Renzis grosser Sieg – Italien hat ein neues Wahlgesetz

ROM. Das umstrittene neue Wahlgesetz ist gestern von der Abgeordnetenkammer definitiv verabschiedet worden. Für Regierungschef Matteo Renzi ist es der bisher wichtigste Erfolg seiner Amtszeit. Am Ende lautete das Abstimmungsresultat 334 zu 61 Stimmen.

Dominik Straub
Drucken
Teilen

ROM. Das umstrittene neue Wahlgesetz ist gestern von der Abgeordnetenkammer definitiv verabschiedet worden. Für Regierungschef Matteo Renzi ist es der bisher wichtigste Erfolg seiner Amtszeit. Am Ende lautete das Abstimmungsresultat 334 zu 61 Stimmen. Das tönt nach einem parlamentarischen Spaziergang für die Regierung, war es aber nicht. Es hatten sich nicht nur die meisten Oppositionsparteien gegen das Gesetz gestellt, sondern auch mehrere Dissidenten aus Renzis eigener Partei, dem Partito Democratico (PD). Das Abstimmungsergebnis war nur deshalb so deutlich, weil die Opposition die Schlussabstimmung boykottierte. Während der Beratung des Gesetzes hatte die Regierung letzte Woche dreimal die Vertrauensfrage gestellt, um auf diese - brachiale - Weise Abänderungsanträge zu umgehen. «Wir hätten uns auch den Hals brechen können», sagte der italienische Premier.

Erste bedeutende Reform

Der Streit über das Wahlgesetz war zu einer erbitterten Machtprobe zwischen dem Regierungschef und seinen parteiinternen Gegnern geworden: 38 PD-Parlamentarier waren Renzi sogar in den Vertrauensabstimmungen nicht gefolgt. Unter den Dissidenten waren prominente Exponenten des linken Flügels und fast die gesamte frühere Partei-Nomenklatura: Ex-Premier Enrico Letta, Ex-Parteichef Pierluigi Bersani sowie der frühere PD-Präsident Gianni Cuperlo. Die Machtprobe hat Renzi gestern klar gewonnen; der PD ist nun mehr denn je der PDR, der «Partito di Renzi», wie die Kritiker selber eingestehen mussten.

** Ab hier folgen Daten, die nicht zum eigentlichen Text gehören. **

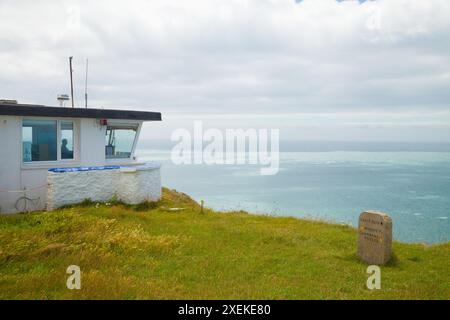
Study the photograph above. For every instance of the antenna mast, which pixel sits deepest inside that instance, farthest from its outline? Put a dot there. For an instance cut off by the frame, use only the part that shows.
(71, 80)
(85, 85)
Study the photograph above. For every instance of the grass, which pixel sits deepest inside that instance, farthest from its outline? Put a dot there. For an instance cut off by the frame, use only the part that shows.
(150, 252)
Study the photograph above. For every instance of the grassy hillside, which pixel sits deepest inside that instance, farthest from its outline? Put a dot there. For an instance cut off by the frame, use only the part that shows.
(150, 252)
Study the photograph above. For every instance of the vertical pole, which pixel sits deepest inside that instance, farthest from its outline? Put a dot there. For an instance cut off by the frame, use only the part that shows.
(71, 79)
(85, 85)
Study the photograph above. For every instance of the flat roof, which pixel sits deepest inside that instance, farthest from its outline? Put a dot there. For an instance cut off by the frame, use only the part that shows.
(13, 109)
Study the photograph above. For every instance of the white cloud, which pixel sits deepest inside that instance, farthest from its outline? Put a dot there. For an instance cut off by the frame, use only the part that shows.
(249, 56)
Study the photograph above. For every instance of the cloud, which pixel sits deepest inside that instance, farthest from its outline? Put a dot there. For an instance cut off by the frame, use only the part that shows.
(252, 56)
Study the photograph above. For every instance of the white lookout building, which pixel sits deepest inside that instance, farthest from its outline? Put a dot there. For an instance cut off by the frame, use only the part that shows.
(54, 156)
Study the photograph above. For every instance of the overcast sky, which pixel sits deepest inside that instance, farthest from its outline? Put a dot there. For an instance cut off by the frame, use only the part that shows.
(315, 69)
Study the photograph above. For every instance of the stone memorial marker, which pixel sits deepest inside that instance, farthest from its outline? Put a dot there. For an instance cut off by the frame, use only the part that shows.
(374, 237)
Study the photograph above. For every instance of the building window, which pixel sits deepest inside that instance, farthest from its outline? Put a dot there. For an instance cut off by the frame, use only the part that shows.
(119, 141)
(39, 139)
(66, 140)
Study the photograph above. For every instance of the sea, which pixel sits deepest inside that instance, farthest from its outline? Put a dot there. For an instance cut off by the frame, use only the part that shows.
(328, 181)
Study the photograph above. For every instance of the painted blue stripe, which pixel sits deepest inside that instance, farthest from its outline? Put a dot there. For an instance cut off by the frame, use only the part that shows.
(77, 169)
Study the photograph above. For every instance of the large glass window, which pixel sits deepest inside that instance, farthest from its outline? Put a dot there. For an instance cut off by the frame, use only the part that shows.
(39, 139)
(119, 141)
(66, 140)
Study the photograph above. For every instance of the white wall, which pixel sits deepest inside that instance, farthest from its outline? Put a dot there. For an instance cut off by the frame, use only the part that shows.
(14, 175)
(10, 159)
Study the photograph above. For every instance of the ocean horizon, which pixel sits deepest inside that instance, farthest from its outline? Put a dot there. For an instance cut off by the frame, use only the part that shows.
(333, 181)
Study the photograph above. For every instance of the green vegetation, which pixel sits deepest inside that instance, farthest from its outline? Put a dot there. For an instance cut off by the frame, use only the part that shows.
(152, 252)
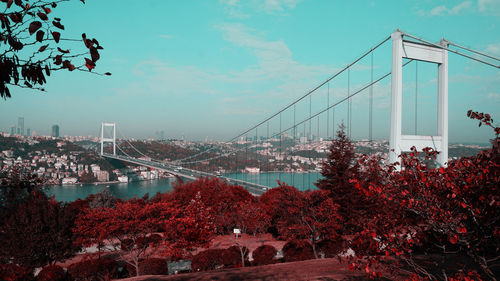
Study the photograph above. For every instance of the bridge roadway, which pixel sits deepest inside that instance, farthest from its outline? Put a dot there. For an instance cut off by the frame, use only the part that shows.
(253, 188)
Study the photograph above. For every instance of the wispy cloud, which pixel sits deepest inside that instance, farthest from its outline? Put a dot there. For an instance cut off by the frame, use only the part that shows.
(489, 6)
(494, 96)
(166, 36)
(241, 9)
(443, 10)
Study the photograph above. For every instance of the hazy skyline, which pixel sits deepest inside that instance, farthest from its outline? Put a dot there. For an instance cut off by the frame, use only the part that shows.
(215, 68)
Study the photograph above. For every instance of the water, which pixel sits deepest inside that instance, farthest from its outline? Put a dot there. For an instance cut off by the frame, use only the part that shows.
(68, 193)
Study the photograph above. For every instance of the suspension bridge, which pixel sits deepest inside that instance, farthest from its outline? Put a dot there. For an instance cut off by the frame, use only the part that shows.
(274, 144)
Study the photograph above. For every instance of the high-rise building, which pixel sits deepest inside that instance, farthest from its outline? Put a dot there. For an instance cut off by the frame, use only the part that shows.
(55, 131)
(20, 125)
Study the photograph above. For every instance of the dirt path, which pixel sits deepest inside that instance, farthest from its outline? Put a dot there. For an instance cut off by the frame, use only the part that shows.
(321, 269)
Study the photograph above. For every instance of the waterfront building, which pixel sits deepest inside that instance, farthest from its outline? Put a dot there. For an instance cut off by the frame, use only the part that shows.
(20, 126)
(55, 131)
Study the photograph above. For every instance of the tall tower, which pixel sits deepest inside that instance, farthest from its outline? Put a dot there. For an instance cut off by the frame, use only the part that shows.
(20, 125)
(55, 131)
(106, 139)
(420, 52)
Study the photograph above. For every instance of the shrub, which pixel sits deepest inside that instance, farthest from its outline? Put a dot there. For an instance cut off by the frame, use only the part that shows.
(264, 254)
(12, 272)
(232, 256)
(331, 248)
(53, 273)
(153, 266)
(207, 260)
(297, 250)
(93, 269)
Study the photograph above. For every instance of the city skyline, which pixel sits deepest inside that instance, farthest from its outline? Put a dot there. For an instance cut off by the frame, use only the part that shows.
(222, 66)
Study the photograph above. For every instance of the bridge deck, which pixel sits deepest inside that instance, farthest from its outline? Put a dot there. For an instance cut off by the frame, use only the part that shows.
(255, 189)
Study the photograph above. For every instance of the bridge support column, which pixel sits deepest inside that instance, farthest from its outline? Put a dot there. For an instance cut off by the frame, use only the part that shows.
(398, 142)
(105, 139)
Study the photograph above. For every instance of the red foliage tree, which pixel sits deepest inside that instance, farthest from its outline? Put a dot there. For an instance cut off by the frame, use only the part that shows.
(53, 273)
(38, 232)
(449, 212)
(207, 260)
(297, 250)
(296, 215)
(338, 171)
(94, 269)
(265, 254)
(135, 220)
(222, 199)
(12, 272)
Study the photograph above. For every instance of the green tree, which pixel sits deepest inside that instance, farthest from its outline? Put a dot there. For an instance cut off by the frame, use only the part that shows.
(31, 45)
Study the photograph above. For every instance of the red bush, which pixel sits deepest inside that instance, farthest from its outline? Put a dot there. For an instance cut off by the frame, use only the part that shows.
(297, 250)
(12, 272)
(331, 248)
(153, 266)
(264, 254)
(53, 273)
(93, 269)
(232, 256)
(207, 260)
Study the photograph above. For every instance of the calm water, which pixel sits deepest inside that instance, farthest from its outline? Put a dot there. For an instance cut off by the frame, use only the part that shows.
(301, 181)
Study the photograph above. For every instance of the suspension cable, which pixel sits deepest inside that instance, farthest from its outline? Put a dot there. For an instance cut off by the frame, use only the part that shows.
(474, 51)
(299, 99)
(450, 50)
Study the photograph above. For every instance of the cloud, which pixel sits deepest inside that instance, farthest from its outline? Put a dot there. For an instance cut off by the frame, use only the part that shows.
(166, 36)
(237, 8)
(489, 6)
(272, 6)
(494, 96)
(442, 10)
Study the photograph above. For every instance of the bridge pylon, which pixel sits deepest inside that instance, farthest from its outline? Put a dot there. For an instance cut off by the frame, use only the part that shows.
(421, 52)
(104, 139)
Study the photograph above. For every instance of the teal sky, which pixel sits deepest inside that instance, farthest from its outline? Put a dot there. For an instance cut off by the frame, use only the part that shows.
(215, 68)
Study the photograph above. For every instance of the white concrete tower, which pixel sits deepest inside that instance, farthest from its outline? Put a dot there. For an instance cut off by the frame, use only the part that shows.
(422, 52)
(104, 139)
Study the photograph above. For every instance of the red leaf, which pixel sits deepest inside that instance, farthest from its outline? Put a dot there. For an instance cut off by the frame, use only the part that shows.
(34, 26)
(62, 51)
(58, 60)
(56, 36)
(42, 16)
(89, 64)
(39, 35)
(94, 54)
(43, 48)
(58, 25)
(454, 239)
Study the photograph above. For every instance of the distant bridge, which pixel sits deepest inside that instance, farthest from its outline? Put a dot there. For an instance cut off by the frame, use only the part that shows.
(190, 174)
(406, 49)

Neben dem Triumph über seine parteiinternen Gegner war die Abstimmung für Renzi auch ein wichtiger Schritt auf seinem Reformkurs. Während seine bisher einzige nennenswerte Reform, jene des Arbeitsgesetzes, eher symbolischer Natur war, bringt das neue Wahlgesetz einige sehr markante Änderungen. Letztlich handelt es sich um die erste echte Reform der Regierung Renzi seit ihrer Vereidigung vor mehr als einem Jahr.

«Klarheit und Stabilität»

Das Wahlgesetz bleibt wie bisher dem Proporzsystem verpflichtet; gleichzeitig sieht es eine Mehrheitsprämie vor: Erringt eine Partei 40 Prozent der Stimmen, erhält sie 55 Prozent der Sitze in der Abgeordnetenkammer. Kommt keine Partei auf 40 Prozent, gehen die beiden erstplazierten Parteien in eine Stichwahl. Der Sieger erhält 53 Prozent der Parlamentssitze. Ein Patt wie nach den letzten Parlamentswahlen im Frühling 2013 wird damit ausgeschlossen. «Mit dem neuen Wahlgesetz wird man künftig schon am Abend der Wahl wissen, wer gewonnen hat und wer das Land während der nächsten fünf Jahre regieren wird. Das bringt Klarheit und Stabilität, und das wiederum ist die Voraussetzung für wirtschaftliche Entwicklung», sagte Renzi gestern.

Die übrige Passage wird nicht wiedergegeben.